NEW YORK (TheStreet) -- Recoveries have their own life cycles.
It usually starts with technology. Then banking and finance stocks recover. Housing recovers. And finally, at the tail end, you see improvement in industrials, basic materials and energy companies.
This recovery has been a little different. For one thing, it has been led by energy. According the the U.S. Department of Energy, in the past two years the U.S. has become self-sufficient in natural gas, and is meeting more domestic demand for oil, too. The U.S. Energy Information Administration (EIA) found that "the share of total U.S. consumption met by liquid fuel net imports peaked at more than 60% in 2005 and fell to an average of 40% in 2012. EIA expects the net import share to decline to 28% in 2014, which would be the lowest level since 1985." Much of this supply comes from the fracking boom powering the whole economy forward.
And no industry depends on gas and oil as much as the chemical industry, both for raw materials and to power processing.
Despite the energy recovery, some of our most emblematic chemical companies, Dow Chemical (DOW) and DuPont (DD), have been lagging the market. Dow is only now approaching its 2011 high. DuPont only recently exceeded its best 2011 levels.

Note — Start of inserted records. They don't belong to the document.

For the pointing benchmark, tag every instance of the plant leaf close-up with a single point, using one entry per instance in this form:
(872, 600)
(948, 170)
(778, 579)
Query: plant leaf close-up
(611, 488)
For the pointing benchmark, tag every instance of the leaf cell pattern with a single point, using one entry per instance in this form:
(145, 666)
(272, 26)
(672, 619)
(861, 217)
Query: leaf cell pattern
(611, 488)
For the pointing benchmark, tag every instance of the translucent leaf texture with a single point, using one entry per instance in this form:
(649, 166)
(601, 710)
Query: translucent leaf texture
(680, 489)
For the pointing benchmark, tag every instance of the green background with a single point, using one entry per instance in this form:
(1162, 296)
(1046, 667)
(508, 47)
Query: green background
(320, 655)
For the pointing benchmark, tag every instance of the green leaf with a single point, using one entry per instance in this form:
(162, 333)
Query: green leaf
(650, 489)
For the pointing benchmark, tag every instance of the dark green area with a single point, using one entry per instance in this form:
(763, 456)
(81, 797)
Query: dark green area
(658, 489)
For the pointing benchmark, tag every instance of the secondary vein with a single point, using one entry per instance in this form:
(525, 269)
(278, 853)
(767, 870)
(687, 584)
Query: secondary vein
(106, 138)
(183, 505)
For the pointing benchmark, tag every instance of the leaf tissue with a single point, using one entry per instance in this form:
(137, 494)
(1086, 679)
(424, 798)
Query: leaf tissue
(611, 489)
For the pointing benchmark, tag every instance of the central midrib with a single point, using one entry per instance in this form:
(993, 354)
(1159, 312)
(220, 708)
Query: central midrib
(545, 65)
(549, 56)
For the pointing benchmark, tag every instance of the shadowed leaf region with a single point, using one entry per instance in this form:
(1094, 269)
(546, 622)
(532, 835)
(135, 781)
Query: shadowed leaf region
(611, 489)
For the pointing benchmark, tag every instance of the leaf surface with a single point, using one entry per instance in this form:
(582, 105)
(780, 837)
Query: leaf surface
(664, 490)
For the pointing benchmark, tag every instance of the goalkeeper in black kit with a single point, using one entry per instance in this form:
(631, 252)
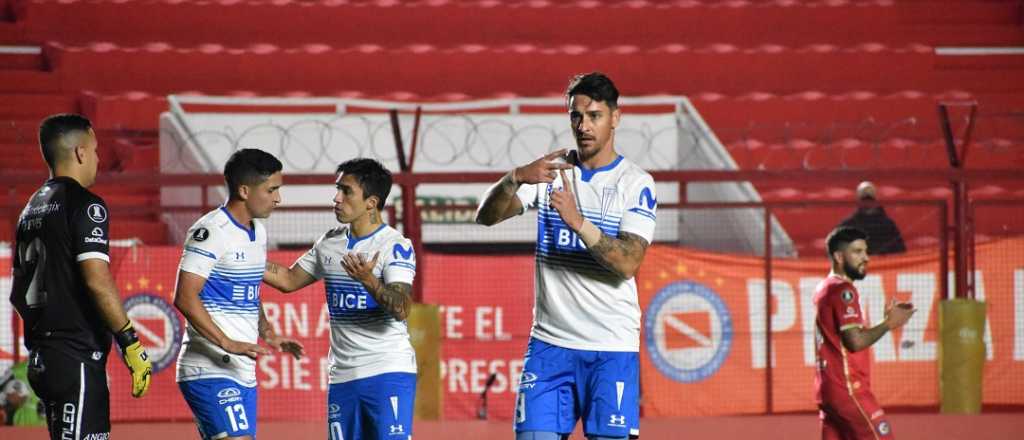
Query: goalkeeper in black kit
(64, 290)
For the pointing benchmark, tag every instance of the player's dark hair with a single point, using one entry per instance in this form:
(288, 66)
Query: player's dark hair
(53, 129)
(595, 85)
(374, 179)
(249, 167)
(842, 236)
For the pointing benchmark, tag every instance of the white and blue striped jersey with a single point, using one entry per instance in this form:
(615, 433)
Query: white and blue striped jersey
(580, 304)
(366, 340)
(231, 257)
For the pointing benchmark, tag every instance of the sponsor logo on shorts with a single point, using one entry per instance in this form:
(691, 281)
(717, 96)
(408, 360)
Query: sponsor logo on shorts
(847, 296)
(527, 381)
(228, 392)
(158, 325)
(616, 421)
(228, 395)
(68, 421)
(688, 331)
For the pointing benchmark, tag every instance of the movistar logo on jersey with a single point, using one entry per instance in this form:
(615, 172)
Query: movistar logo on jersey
(646, 204)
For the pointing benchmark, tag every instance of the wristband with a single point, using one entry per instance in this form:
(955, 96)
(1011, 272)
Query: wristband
(589, 233)
(126, 336)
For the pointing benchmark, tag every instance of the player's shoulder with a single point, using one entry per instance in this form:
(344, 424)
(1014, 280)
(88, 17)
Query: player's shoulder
(78, 196)
(211, 225)
(213, 219)
(394, 243)
(390, 234)
(333, 237)
(631, 173)
(835, 286)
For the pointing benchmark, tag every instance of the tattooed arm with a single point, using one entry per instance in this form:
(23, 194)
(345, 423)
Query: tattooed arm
(287, 279)
(622, 255)
(395, 298)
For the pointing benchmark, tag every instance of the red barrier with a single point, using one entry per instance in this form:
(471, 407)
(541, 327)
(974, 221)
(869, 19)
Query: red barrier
(686, 296)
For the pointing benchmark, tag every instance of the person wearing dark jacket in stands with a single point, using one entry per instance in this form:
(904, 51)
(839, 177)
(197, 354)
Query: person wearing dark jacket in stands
(883, 234)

If we're where we're supposed to be in this recovery, then these two stocks should power ahead in 2014.
That's especially true since both companies are making strategic shifts aimed at higher profits.
Dow Chemical wants to shed its basic chemicals businesses and may shorten its name to simply "Dow." It has announced plans to get out of its chlorine-related businesses.
DuPont has already made its first move, spinning off performance chemicals, selling its coatings unit to the Carlyle Group (CG) and selling its glass laminating and fibers business to a Japanese company last month.
Jim Cramer's take on DuPont's moves? "Shareholders should rejoice."
Both companies will still have similarities after their restructurings are done. Both will be heavily involved in agriculture, for instance. But Dow will stay in renewable energy and water purification, while DuPont will be looking toward nutrition products and pharmaceuticals.
The 19 analysts following Dow have an average rating of hold, with only six calling on investors to buy the stock. The 20 analysts following DuPont feel similarly, with only five calling it a buy, 12 calling it a hold and two telling investors to sell.
Personally, I find analysts to be a lagging indicator, so when they're all saying "meh" or "dump it," I tend to get interested. It's when everyone is yelling "buy buy buy!" that I sell, because the supply of buyers is probably running out.
If forced to pick one of these companies, I'd pick Dow. We know that DuPont's transformation has gone pretty well. The company delivered a total return to investors this year of over 40%. That gives Dow a road map it can follow that should get it to a better place.
DuPont's choices are making it more like Monsanto (MO). It bought 80% of an African seed company this year, and resolved patent disputes with Monsanto itself. This clears the deck for future growth. It has also come out with a chemical to fight the tuber moths infecting potatoes.
The companies Dow is spinning off have an estimated value of $5 billion, which could give it a war chest big enough to become an "arms merchant" to renewable energy companies with such product lines as battery materials, foam cores for wind turbines and heat transfer fluids.
If chemicals are at the sweet spot of the economic cycle, and if the strategic shift to higher-margin businesses takes root, then Dow and DuPont are good stocks. Analysts may be discounting them, but they should do well in 2014.
At the time of publication the author had no position in any of the stocks mentioned.